Henry’s dedication to the anarchist movement was clear. When he was eventually caught by the police, an arsenal of bomb-making material was discovered in his apartment. Without pause, Henry confessed to the bombing and added that Café Terminus was not his first act of terror. He added he was the mastermind behind several other bombings throughout Paris, including the Carmaux Mining Company, where a bomb exploded after police found it and were busily taking it apart. Henry’s contempt toward the bourgeoisie was fierce, but it alone was not the motive for the various bombings.

In 1893, fellow anarchist Auguste Vaillant was sentenced to be executed after bombing a police station. Vaillant was an editor of an anarchist journal. He grew up poor and believed he was trapped by a system that kept him impoverished; he was someone with whom Henry deeply shared his anarchist convictions. Vaillant and Henry both saw the police as thoroughly corrupt. Henry’s bombings were partly in reaction to Vaillant’s death sentence.

A week after Vaillant’s death sentence was carried out, Henry loaded his revolver with bullets that were rigged to cause the most damage possible, he armed himself with a poisoned knife and placed a homemade bomb made from tiny a tin kettle in the pocket of his overcoat. He made the long journey from the unimpressive Paris outskirts until arriving in the wealthy area concentrated around the Opera Garnier, which was his desired target. Henry discovered the building was too hard for him to enter, as it was heavily guarded. With that, Henry reconsidered his plans.

The 19th Century Terrorist Who Left Paris Burning
Painting of Henry’s capture. Wikipedia

He walked around the streets of Paris in search of a busy location where wealthy patrons were known to enjoy themselves. He tried Bignon, the Café de la Paix, and the American. None of them had big enough crowds. Finally, he ventured to the Terminus Café and waited an hour for more people to arrive. When they did, he tossed away his cigar. He took the bomb from his coat pocket, lit the fuse, and when he reached the café door, he threw it toward the orchestra that had been playing music for the duration of his stay. The bomb hit a lamp and exploded; it destroyed the café, shattering most if its mirrors and tables.

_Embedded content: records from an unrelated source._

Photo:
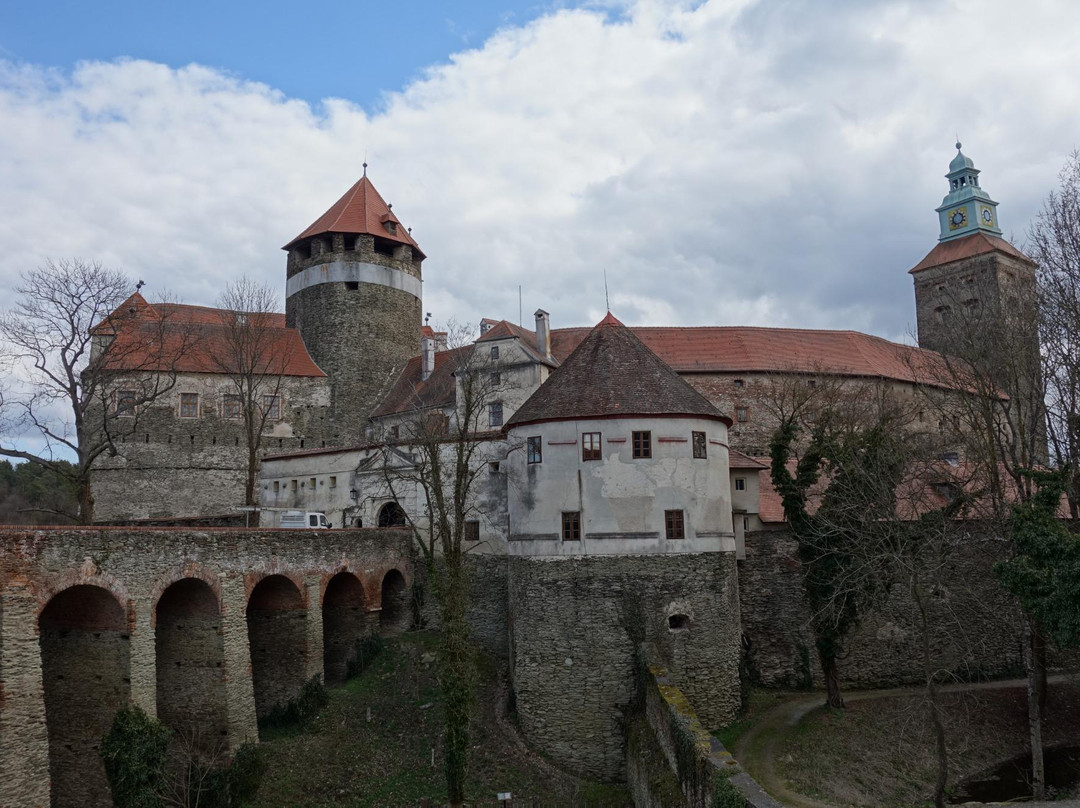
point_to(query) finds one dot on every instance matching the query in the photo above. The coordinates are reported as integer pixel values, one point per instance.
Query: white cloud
(725, 162)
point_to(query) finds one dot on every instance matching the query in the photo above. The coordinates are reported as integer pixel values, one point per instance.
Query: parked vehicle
(312, 520)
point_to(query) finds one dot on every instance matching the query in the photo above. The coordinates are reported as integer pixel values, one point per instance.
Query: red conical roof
(360, 211)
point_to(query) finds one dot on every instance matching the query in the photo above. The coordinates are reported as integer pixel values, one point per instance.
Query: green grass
(342, 759)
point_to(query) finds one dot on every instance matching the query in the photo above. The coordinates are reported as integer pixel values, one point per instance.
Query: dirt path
(758, 748)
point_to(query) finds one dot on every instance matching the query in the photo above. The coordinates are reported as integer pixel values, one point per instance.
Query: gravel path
(758, 755)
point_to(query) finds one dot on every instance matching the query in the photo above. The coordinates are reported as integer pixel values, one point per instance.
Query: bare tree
(89, 358)
(1054, 242)
(246, 347)
(441, 459)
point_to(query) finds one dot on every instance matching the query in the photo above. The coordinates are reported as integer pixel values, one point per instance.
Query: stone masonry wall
(886, 649)
(575, 625)
(79, 634)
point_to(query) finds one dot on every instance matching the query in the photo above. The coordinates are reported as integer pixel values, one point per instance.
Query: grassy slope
(880, 752)
(341, 759)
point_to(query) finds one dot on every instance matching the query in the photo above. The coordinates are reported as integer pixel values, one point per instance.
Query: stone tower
(353, 291)
(972, 275)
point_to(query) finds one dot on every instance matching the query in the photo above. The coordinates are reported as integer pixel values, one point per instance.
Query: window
(232, 406)
(189, 405)
(643, 445)
(699, 445)
(571, 525)
(272, 406)
(591, 446)
(673, 525)
(125, 403)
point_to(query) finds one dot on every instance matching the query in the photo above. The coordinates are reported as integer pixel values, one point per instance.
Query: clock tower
(967, 207)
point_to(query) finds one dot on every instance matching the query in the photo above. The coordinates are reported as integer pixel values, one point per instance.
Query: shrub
(134, 751)
(367, 649)
(299, 711)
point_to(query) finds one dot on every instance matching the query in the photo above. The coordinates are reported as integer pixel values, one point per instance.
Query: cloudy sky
(726, 162)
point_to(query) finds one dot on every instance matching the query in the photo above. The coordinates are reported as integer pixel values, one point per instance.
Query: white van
(311, 520)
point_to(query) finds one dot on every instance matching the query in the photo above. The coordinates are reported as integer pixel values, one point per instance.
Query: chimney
(543, 333)
(427, 357)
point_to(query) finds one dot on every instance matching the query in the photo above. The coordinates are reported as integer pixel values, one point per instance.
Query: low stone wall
(88, 616)
(672, 762)
(575, 627)
(980, 622)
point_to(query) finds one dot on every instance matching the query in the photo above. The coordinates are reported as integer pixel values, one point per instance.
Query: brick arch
(255, 577)
(88, 575)
(177, 574)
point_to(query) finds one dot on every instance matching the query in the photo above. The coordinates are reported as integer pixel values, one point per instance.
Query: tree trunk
(1035, 674)
(832, 672)
(85, 501)
(455, 676)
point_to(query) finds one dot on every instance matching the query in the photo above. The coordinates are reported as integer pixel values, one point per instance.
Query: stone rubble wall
(575, 624)
(104, 664)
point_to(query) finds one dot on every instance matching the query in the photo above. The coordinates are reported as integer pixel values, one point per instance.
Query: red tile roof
(360, 211)
(748, 349)
(193, 336)
(612, 374)
(979, 243)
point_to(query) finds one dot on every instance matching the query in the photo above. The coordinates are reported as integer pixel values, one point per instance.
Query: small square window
(673, 525)
(571, 525)
(272, 406)
(536, 449)
(233, 406)
(591, 446)
(643, 445)
(189, 405)
(125, 403)
(699, 445)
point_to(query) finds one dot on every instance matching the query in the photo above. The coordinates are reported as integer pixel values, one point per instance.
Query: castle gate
(204, 629)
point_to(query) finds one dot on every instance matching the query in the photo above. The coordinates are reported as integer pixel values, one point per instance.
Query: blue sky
(306, 50)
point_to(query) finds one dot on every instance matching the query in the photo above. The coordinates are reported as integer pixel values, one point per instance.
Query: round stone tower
(353, 291)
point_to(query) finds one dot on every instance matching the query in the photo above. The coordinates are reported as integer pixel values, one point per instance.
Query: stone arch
(395, 616)
(391, 515)
(190, 663)
(85, 668)
(277, 634)
(345, 621)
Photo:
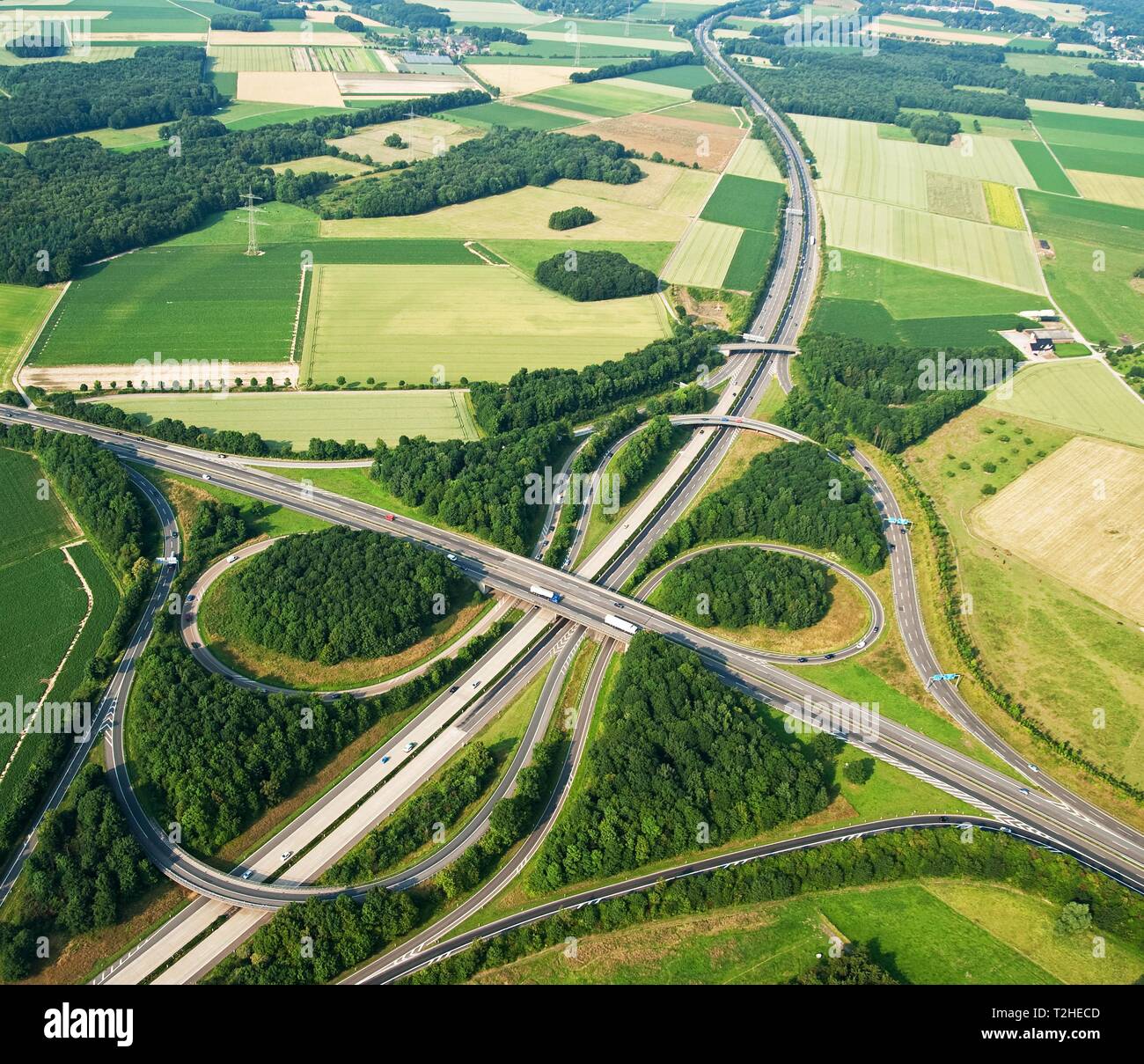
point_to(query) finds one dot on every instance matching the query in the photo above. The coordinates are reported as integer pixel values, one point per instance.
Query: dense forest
(876, 390)
(572, 217)
(656, 61)
(590, 275)
(794, 495)
(343, 593)
(477, 487)
(502, 160)
(969, 79)
(639, 456)
(62, 202)
(217, 755)
(888, 858)
(744, 586)
(681, 761)
(84, 869)
(534, 397)
(157, 84)
(442, 800)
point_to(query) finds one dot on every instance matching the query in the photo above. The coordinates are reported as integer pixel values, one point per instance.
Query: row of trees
(794, 495)
(62, 202)
(503, 160)
(342, 593)
(156, 84)
(84, 869)
(172, 430)
(887, 858)
(590, 275)
(533, 397)
(217, 755)
(681, 761)
(441, 801)
(744, 586)
(876, 390)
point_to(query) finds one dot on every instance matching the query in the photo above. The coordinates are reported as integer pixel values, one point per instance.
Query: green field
(934, 933)
(484, 115)
(1103, 304)
(205, 301)
(21, 312)
(891, 302)
(294, 418)
(1045, 171)
(602, 99)
(1082, 396)
(400, 323)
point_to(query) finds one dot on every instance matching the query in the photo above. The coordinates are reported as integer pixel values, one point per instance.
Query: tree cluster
(874, 390)
(502, 160)
(156, 84)
(590, 275)
(744, 586)
(217, 755)
(342, 593)
(477, 487)
(84, 869)
(678, 755)
(656, 61)
(794, 495)
(571, 217)
(534, 397)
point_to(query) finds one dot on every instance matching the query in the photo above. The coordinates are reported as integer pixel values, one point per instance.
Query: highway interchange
(1025, 801)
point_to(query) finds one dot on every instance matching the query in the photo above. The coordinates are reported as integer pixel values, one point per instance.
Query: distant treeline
(744, 586)
(796, 495)
(656, 61)
(62, 202)
(969, 79)
(502, 160)
(156, 84)
(678, 754)
(591, 275)
(876, 390)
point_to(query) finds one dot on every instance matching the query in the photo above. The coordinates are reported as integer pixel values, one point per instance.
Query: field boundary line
(63, 660)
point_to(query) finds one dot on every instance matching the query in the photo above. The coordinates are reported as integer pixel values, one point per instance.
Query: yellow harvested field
(315, 90)
(320, 165)
(515, 79)
(1109, 187)
(426, 136)
(521, 214)
(854, 160)
(401, 321)
(1078, 515)
(990, 253)
(753, 159)
(1005, 209)
(685, 140)
(704, 255)
(282, 37)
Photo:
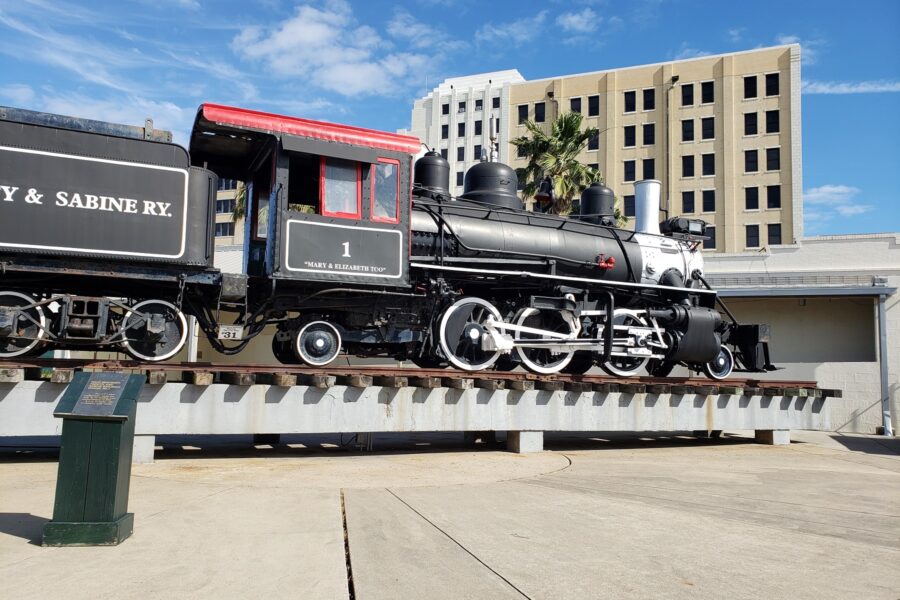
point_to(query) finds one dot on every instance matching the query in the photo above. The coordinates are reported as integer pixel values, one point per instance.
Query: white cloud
(809, 49)
(17, 94)
(850, 87)
(585, 21)
(326, 45)
(735, 34)
(824, 202)
(515, 32)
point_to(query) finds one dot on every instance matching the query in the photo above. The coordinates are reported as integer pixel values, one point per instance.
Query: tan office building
(721, 132)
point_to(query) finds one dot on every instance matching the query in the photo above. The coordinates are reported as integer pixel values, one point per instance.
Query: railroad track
(62, 370)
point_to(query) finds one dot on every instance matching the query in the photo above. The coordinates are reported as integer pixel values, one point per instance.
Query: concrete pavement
(594, 517)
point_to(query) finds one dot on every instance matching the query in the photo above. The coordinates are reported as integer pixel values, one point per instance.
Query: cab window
(386, 190)
(341, 188)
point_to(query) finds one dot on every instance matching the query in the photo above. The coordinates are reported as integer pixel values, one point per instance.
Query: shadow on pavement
(24, 525)
(884, 446)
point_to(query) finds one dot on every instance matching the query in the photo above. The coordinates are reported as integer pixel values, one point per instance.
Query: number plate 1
(231, 332)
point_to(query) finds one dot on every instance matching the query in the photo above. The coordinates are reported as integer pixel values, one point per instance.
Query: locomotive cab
(324, 202)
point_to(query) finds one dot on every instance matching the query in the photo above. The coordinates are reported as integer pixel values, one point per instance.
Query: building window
(751, 161)
(225, 207)
(749, 87)
(650, 99)
(630, 101)
(708, 128)
(386, 191)
(772, 84)
(750, 124)
(523, 113)
(687, 94)
(630, 136)
(687, 202)
(773, 159)
(341, 188)
(772, 121)
(773, 196)
(687, 130)
(225, 229)
(710, 243)
(752, 236)
(709, 200)
(751, 198)
(709, 164)
(649, 134)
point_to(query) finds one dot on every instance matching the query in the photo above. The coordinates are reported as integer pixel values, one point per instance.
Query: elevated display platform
(418, 400)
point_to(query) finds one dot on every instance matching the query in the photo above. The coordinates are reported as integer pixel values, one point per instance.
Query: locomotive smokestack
(646, 206)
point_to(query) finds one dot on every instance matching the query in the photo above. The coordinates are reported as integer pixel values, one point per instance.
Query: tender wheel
(153, 330)
(625, 366)
(22, 325)
(543, 360)
(318, 343)
(721, 366)
(461, 330)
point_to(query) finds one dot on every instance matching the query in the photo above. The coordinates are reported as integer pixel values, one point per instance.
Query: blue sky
(365, 62)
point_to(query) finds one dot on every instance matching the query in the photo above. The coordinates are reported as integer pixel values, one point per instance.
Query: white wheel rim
(451, 356)
(312, 361)
(523, 352)
(42, 320)
(167, 355)
(614, 370)
(729, 357)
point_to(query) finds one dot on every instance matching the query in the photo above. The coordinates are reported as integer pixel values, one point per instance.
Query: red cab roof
(332, 132)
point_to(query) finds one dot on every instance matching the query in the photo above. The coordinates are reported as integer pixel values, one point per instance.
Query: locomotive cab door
(344, 213)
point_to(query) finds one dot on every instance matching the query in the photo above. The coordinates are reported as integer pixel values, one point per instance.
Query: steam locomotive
(106, 241)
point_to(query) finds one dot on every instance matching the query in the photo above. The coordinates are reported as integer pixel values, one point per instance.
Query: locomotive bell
(492, 183)
(597, 202)
(432, 173)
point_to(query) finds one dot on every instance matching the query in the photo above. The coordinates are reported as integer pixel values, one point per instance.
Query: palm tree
(554, 156)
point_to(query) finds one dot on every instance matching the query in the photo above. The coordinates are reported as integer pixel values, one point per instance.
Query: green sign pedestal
(91, 507)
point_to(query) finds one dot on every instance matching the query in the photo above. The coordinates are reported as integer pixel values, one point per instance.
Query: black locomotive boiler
(106, 241)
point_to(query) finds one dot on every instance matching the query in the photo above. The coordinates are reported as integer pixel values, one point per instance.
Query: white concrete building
(834, 312)
(456, 119)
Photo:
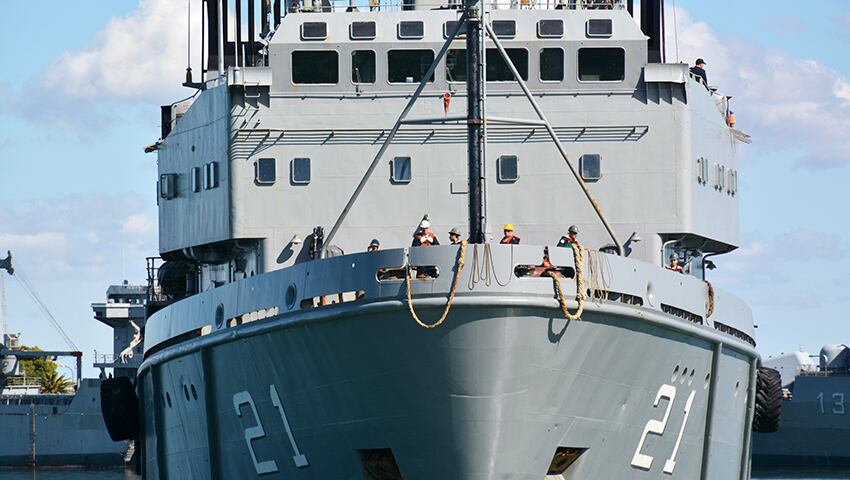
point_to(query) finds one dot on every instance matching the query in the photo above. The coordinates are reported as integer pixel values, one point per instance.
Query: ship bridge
(256, 167)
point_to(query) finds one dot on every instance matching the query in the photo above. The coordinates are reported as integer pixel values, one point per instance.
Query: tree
(40, 368)
(53, 383)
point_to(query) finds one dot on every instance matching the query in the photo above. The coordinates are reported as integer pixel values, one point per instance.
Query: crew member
(699, 70)
(509, 238)
(570, 239)
(674, 263)
(424, 237)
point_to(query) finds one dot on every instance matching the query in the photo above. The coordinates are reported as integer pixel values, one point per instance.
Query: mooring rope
(439, 322)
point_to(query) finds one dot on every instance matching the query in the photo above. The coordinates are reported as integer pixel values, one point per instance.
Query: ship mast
(474, 120)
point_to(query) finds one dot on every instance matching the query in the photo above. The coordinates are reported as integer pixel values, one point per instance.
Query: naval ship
(814, 426)
(290, 351)
(62, 429)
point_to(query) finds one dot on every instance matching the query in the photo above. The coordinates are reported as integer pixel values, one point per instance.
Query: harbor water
(119, 474)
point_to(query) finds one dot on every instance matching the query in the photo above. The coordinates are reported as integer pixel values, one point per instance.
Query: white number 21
(257, 431)
(657, 427)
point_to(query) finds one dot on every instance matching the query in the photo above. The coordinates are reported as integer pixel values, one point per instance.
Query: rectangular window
(168, 185)
(550, 28)
(456, 65)
(363, 66)
(211, 175)
(401, 170)
(408, 66)
(551, 64)
(507, 169)
(449, 26)
(300, 171)
(363, 30)
(265, 173)
(195, 179)
(590, 166)
(601, 64)
(504, 28)
(497, 68)
(314, 31)
(315, 67)
(411, 30)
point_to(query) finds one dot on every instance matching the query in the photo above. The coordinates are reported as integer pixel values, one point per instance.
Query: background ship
(63, 429)
(814, 426)
(282, 357)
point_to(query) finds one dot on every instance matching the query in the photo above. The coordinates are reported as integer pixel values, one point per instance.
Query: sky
(83, 81)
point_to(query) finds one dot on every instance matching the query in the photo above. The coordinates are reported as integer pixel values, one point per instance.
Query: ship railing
(404, 5)
(114, 359)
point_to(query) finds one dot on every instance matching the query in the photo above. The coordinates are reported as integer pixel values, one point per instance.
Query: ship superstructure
(286, 355)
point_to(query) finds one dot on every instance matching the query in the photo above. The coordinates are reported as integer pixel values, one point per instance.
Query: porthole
(264, 171)
(590, 166)
(291, 296)
(219, 316)
(400, 170)
(507, 169)
(300, 171)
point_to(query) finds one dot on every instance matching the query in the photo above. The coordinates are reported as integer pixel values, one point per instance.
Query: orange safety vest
(426, 239)
(510, 240)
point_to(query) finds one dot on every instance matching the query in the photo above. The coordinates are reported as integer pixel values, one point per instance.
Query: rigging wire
(675, 32)
(34, 295)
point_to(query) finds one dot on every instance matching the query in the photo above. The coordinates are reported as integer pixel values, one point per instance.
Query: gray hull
(59, 433)
(491, 394)
(814, 427)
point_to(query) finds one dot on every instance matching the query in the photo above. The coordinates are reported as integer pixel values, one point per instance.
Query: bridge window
(264, 173)
(314, 31)
(551, 64)
(300, 171)
(315, 67)
(363, 66)
(599, 27)
(411, 30)
(601, 64)
(362, 30)
(409, 66)
(507, 169)
(401, 170)
(550, 28)
(590, 166)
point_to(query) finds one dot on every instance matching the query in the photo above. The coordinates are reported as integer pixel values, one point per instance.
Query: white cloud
(783, 101)
(138, 57)
(78, 236)
(138, 224)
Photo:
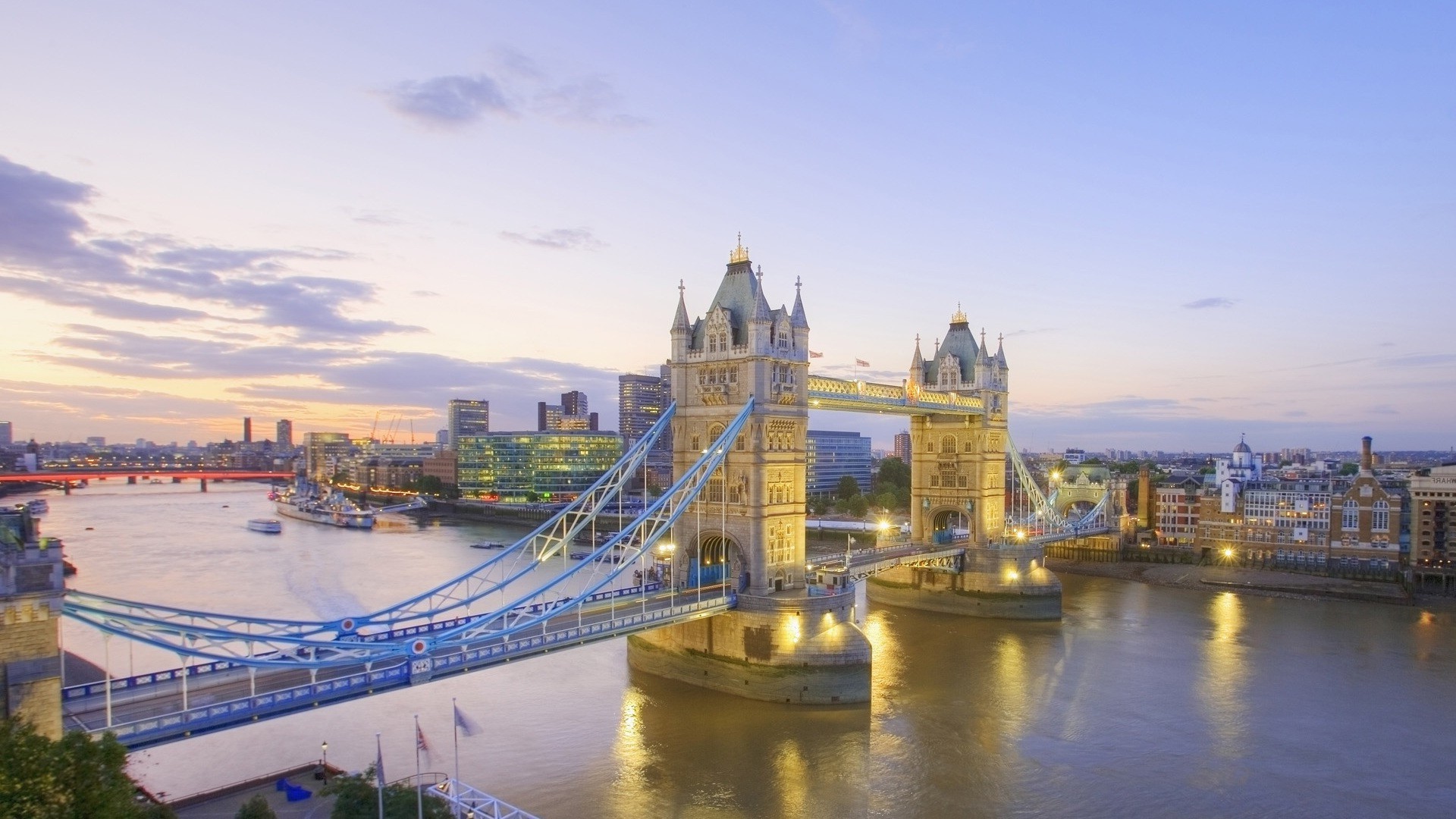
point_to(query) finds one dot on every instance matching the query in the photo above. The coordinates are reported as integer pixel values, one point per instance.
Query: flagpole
(455, 722)
(419, 779)
(379, 774)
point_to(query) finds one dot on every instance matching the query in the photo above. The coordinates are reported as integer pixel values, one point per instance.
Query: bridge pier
(31, 592)
(1006, 582)
(785, 648)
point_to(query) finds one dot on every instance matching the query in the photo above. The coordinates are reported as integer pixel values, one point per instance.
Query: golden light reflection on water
(887, 668)
(1225, 676)
(632, 755)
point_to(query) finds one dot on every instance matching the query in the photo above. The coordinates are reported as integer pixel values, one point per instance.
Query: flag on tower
(465, 723)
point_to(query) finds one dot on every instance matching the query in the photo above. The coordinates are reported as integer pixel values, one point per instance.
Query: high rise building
(324, 453)
(832, 455)
(548, 417)
(903, 447)
(639, 406)
(574, 403)
(466, 417)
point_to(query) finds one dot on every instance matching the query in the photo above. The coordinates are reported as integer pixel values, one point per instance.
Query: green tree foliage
(74, 777)
(357, 798)
(255, 808)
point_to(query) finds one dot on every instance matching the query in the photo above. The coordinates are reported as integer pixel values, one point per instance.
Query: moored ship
(308, 502)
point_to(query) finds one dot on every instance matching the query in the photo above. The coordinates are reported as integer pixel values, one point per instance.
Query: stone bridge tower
(959, 463)
(747, 526)
(753, 513)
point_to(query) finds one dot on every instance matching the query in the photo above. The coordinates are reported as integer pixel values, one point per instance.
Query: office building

Henry’s plan after tossing the bomb was to buy a ticket at Saint-Lazare station and use the train to make his escape, but he was stopped almost immediately by a waiter. He took out a revolver and shot at the waiter and a hairdresser who also tried to stop him. By this time, Henry noticed a crowd had gathered. He decided to wait for the policeman now chasing him, and he was able to fire off three more shots. With that, the crowd attacked Émile Henry. By May of 1894, he became the third anarchist sentenced to execution by guillotine.